Je voue une admiration illimitée à ceux qui sont capables de marquer contre leur camp. Le fasciste Bernanos, dont le fils s'est engagé dans les Phalanges, capable d'écrire "Les Grands Cimetières sous la lune". Ou Tocqueville, Alexis DE Tocqueville, convaincu, contre le milieu conservateur qu'il fréquente assidûment, que la démocratie est un fait providentiel.

S'ajoute, pour Tocqueville, cette incroyable disponibilité qui lui permet d'analyser un monde en train de changer, d'analyser avec rigueur le monde qui vient, ni exalté, ni nostalgique. Il semble inventer les sciences humaines, choisissant l'Amérique comme terrain d'expérimentation parce qu'elle n'a pas connu l'ancien régime et que l'homme démocratique y existe en lui-même, sans esprit de revanche.

La grande idée du siècle, c'est que les hommes sont égaux, c'est-à-dire de dignité égale. La démocratie est donc l'âge de la médiocrité, ce qui ne la rend pas moins respectable: "On ne rencontre guère d’hommes très savants ni de populations très ignorantes. Le génie devient plus rare et les lumières plus communes. L’esprit humain se développe par les petits efforts combinés de tous les hommes, et non par l’impulsion puissante de quelques-uns d’entre eux. Il y a moins de perfection, mais plus de fécondité dans les œuvres." Le vrai danger de l'égalité est ailleurs: l'homme démocratique tend à rechercher un pouvoir fort car la centralisation élimine les potentats locaux. Dieu s'efface au profit de l'État-providence que je laisse maître de ma destinée tant qu'il veille sur mon confort.

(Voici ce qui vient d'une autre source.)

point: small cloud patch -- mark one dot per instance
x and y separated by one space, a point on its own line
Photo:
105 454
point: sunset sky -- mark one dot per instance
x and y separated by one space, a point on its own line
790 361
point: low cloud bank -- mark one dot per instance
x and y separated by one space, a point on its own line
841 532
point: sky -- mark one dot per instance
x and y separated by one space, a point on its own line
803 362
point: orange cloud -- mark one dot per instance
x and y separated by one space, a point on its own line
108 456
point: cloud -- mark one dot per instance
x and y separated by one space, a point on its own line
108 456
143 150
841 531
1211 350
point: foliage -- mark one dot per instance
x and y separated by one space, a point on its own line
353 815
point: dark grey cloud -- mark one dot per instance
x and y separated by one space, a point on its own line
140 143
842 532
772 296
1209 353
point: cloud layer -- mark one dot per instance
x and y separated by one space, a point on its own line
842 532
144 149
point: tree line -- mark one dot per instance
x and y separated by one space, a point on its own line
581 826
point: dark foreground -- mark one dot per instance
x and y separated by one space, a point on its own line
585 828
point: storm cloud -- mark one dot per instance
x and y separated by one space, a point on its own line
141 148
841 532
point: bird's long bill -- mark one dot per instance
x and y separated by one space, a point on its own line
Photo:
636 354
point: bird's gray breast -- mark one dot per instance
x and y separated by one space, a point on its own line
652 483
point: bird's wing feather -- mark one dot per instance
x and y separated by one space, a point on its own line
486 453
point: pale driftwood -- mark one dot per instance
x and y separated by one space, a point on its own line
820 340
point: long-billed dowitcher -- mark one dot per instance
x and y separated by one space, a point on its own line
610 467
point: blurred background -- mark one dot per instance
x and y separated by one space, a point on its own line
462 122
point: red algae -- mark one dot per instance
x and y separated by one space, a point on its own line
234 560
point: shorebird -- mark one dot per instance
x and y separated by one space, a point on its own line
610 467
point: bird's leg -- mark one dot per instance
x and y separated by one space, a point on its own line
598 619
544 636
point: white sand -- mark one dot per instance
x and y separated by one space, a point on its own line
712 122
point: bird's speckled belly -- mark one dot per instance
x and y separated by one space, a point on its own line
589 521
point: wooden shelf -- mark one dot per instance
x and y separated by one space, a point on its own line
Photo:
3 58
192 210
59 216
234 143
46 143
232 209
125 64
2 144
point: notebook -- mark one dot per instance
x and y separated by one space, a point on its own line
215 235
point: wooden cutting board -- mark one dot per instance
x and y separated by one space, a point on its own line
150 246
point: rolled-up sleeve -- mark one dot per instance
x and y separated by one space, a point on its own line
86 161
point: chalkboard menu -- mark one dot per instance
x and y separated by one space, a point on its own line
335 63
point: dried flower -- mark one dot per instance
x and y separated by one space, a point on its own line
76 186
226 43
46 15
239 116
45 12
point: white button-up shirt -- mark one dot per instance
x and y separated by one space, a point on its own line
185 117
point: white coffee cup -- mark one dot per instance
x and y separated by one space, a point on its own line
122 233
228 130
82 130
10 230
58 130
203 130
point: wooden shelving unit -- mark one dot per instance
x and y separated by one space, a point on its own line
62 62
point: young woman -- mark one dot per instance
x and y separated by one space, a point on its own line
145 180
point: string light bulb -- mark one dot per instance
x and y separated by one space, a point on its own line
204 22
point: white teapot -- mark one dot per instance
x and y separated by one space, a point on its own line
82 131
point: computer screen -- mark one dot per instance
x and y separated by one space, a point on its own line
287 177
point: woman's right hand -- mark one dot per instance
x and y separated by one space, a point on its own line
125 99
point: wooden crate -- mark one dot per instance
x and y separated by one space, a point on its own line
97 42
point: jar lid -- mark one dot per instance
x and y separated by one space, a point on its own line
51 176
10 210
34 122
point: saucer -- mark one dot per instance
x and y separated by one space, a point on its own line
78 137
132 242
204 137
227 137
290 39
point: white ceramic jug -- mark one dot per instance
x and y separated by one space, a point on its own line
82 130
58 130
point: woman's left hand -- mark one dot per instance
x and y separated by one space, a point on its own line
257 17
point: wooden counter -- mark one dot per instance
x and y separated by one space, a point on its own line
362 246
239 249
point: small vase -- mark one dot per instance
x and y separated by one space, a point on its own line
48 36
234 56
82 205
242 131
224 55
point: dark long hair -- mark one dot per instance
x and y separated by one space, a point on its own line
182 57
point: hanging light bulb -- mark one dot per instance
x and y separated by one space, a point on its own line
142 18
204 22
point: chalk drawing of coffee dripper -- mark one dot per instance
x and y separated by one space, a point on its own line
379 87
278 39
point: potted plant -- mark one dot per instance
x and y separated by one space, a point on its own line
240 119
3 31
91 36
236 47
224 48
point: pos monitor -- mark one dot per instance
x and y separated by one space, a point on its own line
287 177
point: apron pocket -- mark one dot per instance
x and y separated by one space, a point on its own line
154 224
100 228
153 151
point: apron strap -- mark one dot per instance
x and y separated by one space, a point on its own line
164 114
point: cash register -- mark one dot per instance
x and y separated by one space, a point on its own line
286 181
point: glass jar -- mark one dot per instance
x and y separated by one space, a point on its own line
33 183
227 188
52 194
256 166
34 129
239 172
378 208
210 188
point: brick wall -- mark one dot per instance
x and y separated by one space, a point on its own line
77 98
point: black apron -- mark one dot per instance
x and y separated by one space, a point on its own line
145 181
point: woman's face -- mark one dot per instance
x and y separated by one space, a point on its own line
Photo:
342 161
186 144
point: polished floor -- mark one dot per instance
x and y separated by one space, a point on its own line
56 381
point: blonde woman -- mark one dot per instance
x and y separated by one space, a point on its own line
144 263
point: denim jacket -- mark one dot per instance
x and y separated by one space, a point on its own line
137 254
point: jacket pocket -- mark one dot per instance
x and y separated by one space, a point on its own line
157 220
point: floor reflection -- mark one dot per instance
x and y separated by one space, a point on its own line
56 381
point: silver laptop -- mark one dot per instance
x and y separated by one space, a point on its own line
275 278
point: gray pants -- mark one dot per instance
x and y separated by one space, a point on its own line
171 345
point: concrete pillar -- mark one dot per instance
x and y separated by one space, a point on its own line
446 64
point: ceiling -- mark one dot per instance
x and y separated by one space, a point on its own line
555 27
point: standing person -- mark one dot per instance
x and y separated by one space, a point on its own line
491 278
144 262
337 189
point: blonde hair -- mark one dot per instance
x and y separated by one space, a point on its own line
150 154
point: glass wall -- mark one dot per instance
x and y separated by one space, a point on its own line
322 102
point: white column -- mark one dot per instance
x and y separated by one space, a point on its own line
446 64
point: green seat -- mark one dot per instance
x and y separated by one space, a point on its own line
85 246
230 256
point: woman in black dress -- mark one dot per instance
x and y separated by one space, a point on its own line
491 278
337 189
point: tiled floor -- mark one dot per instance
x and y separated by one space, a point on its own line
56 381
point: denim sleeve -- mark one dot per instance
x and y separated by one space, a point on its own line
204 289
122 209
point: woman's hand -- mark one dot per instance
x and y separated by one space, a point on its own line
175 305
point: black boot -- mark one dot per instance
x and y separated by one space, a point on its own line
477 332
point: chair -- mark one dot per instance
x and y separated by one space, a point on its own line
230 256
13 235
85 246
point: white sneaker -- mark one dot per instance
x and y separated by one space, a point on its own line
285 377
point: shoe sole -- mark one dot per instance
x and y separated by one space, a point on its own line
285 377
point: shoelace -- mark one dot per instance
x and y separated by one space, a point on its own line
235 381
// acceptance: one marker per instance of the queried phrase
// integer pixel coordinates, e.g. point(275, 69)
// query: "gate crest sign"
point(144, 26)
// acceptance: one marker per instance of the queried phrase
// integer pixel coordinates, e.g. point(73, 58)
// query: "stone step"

Mais Tocqueville n'est jamais sentencieux: il réfléchit, il doute, et surtout il n'envisage un avenir sombre que comme un nécessaire effort de pédagogie pour éviter qu'il n'advienne.

La validité de ces analyses est proprement sidérante et "De la démocratie en Amérique" vaut toujours qu'on s'y attelle.

Mais comme je suis une grosse feignasse, je me suis contentée d'une édition démocratiquement scolaire et raccourcie.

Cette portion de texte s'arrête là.